Definite le modalità operative e la tempistica per la regolarizzazione delle “violazioni formali” che non incidono sulla base imponibile, sull’imposta e sul pagamento (Agenzia delle Entrate – Provvedimento 15 marzo 2019, n. 62274).

Nello specifico, le violazioni formali che possono formare oggetto di regolarizzazione sono quelle per cui sono competenti gli uffici dell’Agenzia delle entrate ad irrogare le relative sanzioni amministrative, commesse fino al 24 ottobre 2018 dal contribuente, dal sostituto d’imposta, dall’intermediario e da altro soggetto tenuto ad adempimenti fiscalmente rilevanti, anche solo di comunicazione di dati, che non rilevano sulla determinazione della base imponibile e dell’imposta, ai fini dell’IVA, dell’IRAP, delle imposte sui redditi, delle relative addizionali e imposte sostitutive, delle ritenute alla fonte, dei crediti d’imposta e sul relativo pagamento dei tributi.

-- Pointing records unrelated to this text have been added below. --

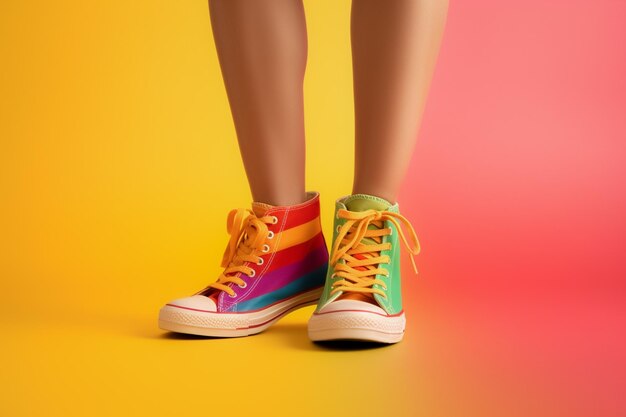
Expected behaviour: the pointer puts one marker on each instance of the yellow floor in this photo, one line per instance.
(125, 366)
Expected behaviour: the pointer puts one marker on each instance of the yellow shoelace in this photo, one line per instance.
(248, 236)
(360, 261)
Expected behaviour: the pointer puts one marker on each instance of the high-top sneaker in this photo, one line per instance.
(362, 298)
(275, 262)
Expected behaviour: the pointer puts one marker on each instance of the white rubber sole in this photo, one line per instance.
(356, 325)
(207, 323)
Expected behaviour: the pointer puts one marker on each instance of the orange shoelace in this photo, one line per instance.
(361, 260)
(248, 237)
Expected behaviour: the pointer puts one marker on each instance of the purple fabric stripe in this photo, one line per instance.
(282, 276)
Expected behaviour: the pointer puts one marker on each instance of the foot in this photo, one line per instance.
(275, 263)
(362, 298)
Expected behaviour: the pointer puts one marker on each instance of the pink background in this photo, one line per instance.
(519, 200)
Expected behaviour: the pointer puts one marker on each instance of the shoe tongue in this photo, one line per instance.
(260, 209)
(362, 202)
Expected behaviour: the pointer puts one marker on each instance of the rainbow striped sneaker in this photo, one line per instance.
(362, 298)
(275, 263)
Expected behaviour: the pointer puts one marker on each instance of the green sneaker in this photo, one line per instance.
(362, 298)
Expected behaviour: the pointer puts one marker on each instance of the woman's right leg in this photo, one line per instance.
(276, 259)
(262, 49)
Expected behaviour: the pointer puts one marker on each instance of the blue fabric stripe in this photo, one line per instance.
(306, 282)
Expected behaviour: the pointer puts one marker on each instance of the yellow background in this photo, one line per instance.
(118, 165)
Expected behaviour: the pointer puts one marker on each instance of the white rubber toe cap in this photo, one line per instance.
(351, 305)
(195, 302)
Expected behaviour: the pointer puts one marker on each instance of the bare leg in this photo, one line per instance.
(394, 48)
(262, 48)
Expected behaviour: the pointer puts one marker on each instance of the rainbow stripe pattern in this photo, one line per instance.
(297, 261)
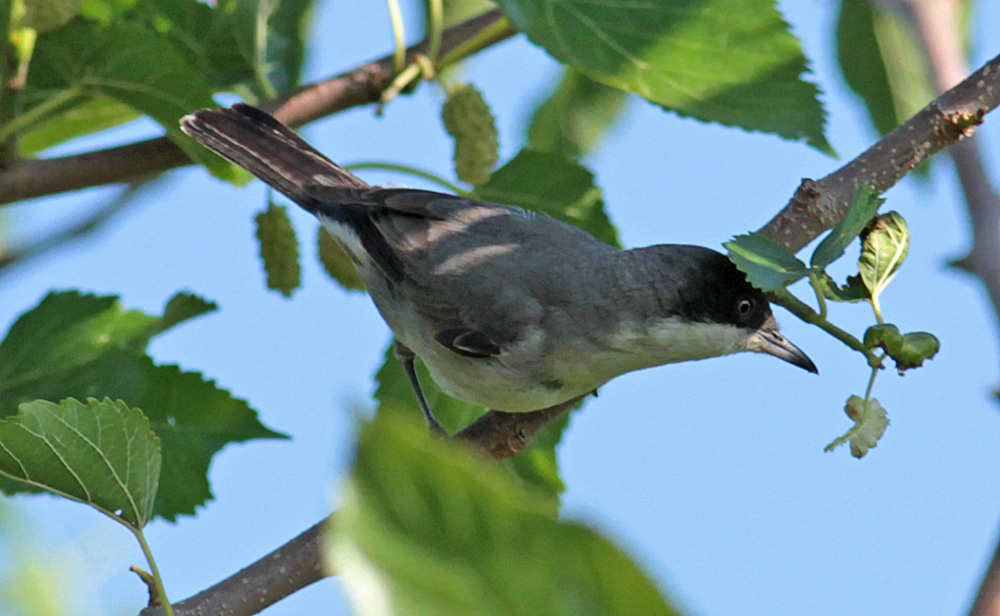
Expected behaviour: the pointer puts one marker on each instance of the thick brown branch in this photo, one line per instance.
(360, 86)
(818, 205)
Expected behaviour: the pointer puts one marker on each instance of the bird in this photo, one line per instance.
(507, 308)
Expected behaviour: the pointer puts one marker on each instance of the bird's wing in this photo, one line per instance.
(453, 260)
(483, 275)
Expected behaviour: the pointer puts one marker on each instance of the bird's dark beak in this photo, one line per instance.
(767, 339)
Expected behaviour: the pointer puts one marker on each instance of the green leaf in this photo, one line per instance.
(456, 11)
(863, 207)
(853, 290)
(768, 265)
(884, 244)
(427, 528)
(881, 60)
(94, 114)
(885, 336)
(908, 351)
(576, 116)
(552, 184)
(81, 346)
(916, 348)
(729, 61)
(105, 10)
(253, 45)
(536, 464)
(128, 62)
(102, 454)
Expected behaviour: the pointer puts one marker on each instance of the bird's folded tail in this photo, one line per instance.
(268, 149)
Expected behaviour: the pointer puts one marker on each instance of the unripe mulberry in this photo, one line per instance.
(467, 118)
(279, 249)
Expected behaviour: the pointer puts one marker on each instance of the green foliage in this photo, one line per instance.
(884, 245)
(468, 119)
(79, 346)
(102, 454)
(863, 207)
(96, 114)
(552, 184)
(279, 249)
(121, 59)
(45, 15)
(881, 60)
(768, 265)
(125, 61)
(729, 61)
(427, 528)
(908, 350)
(576, 116)
(536, 465)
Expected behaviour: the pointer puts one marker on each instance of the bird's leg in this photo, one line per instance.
(406, 357)
(504, 435)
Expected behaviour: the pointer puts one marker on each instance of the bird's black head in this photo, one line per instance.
(702, 286)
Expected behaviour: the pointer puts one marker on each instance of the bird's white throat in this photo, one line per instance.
(673, 339)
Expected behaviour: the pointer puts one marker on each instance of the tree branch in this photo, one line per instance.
(815, 207)
(284, 571)
(937, 27)
(363, 85)
(818, 205)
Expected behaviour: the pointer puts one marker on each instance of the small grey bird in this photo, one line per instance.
(508, 309)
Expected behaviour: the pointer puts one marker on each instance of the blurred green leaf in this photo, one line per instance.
(536, 464)
(885, 336)
(427, 528)
(884, 245)
(105, 10)
(729, 61)
(768, 265)
(253, 45)
(552, 184)
(575, 116)
(80, 346)
(93, 114)
(882, 61)
(102, 454)
(917, 347)
(854, 289)
(128, 62)
(456, 11)
(863, 207)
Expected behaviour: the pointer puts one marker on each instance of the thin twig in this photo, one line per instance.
(284, 571)
(360, 86)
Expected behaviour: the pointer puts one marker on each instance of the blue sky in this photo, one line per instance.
(712, 474)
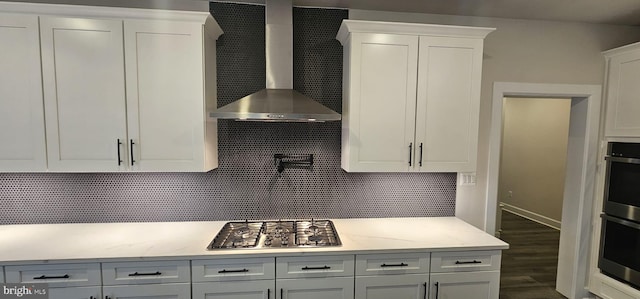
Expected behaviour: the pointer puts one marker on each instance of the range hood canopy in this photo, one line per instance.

La regolarizzazione quindi riguarda esclusivamente le violazioni che non incidono sulla determinazione della base imponibile, dell’imposta e sul versamento del tributo ma possono comunque arrecare pregiudizio all’esercizio delle azioni di controllo e che quindi non possono essere considerate violazioni “meramente formali”. Ad esempio, non rientra nell’ambito di applicazione della regolarizzazione l’omessa presentazione delle dichiarazioni in materia di imposte sui redditi, IRAP o IVA, in quanto l’omissione rileva ai fini della determinazione della base imponibile anche qualora non dovesse risultare un’imposta dovuta. Parimenti, non rientra nell’ambito di applicazione della regolarizzazione la violazione punita – in ragione del comportamento antigiuridico consistente nella deduzione di costi o spese sostenuti in relazione a beni o servizi non effettivamente scambiati o prestati – con la sanzione amministrativa dal 25 al 50 per cento dell’ammontare di tali componenti negativi indeducibili indicati nella dichiarazione dei redditi.
La regolarizzazione si perfeziona mediante la rimozione delle irregolarità od omissioni e il versamento di 200 euro per ciascuno dei periodi d’imposta cui si riferiscono le violazioni formali indicati nel modello F24.
Il contribuente può scegliere quali e quanti periodi d’imposta regolarizzare. La regolarizzazione di violazioni formali che non si riferiscono ad uno specifico periodo d’imposta, come ad esempio quelle relative alla comunicazione di dati da parte di soggetti diversi dal contribuente, deve fare riferimento all’anno solare in cui la violazione è stata commessa.
Il versamento può essere effettuato in due rate di pari importo, la prima entro il 31 maggio 2019 e la seconda entro il 2 marzo 2020. É consentito anche il versamento in un’unica soluzione entro il 31 maggio 2019.
Per il pagamento, non si applica la compensazione.
Per il perfezionamento della regolarizzazione, è richiesta anche “la rimozione delle irregolarità od omissioni”; sostanzialmente si tratta della regolarizzazione degli errori e delle omissioni, non incidenti sulla determinazione o sul pagamento del tributo.
La rimozione va effettuata entro il 2 marzo 2020.
La rimozione non va effettuata quando non sia possibile o necessaria avuto riguardo ai profili della violazione formale. Rientrano in tale ipotesi, ad esempio, le violazioni riguardanti l’errata applicazione dell’inversione contabile.
Il mancato perfezionamento della regolarizzazione non dà diritto alla restituzione di quanto versato.
Il perfezionamento della regolarizzazione non comporta la restituzione di somme a qualunque titolo versate per violazioni formali, salvo che la restituzione debba avvenire in esecuzione di pronuncia giurisdizionale o di provvedimento di autotutela.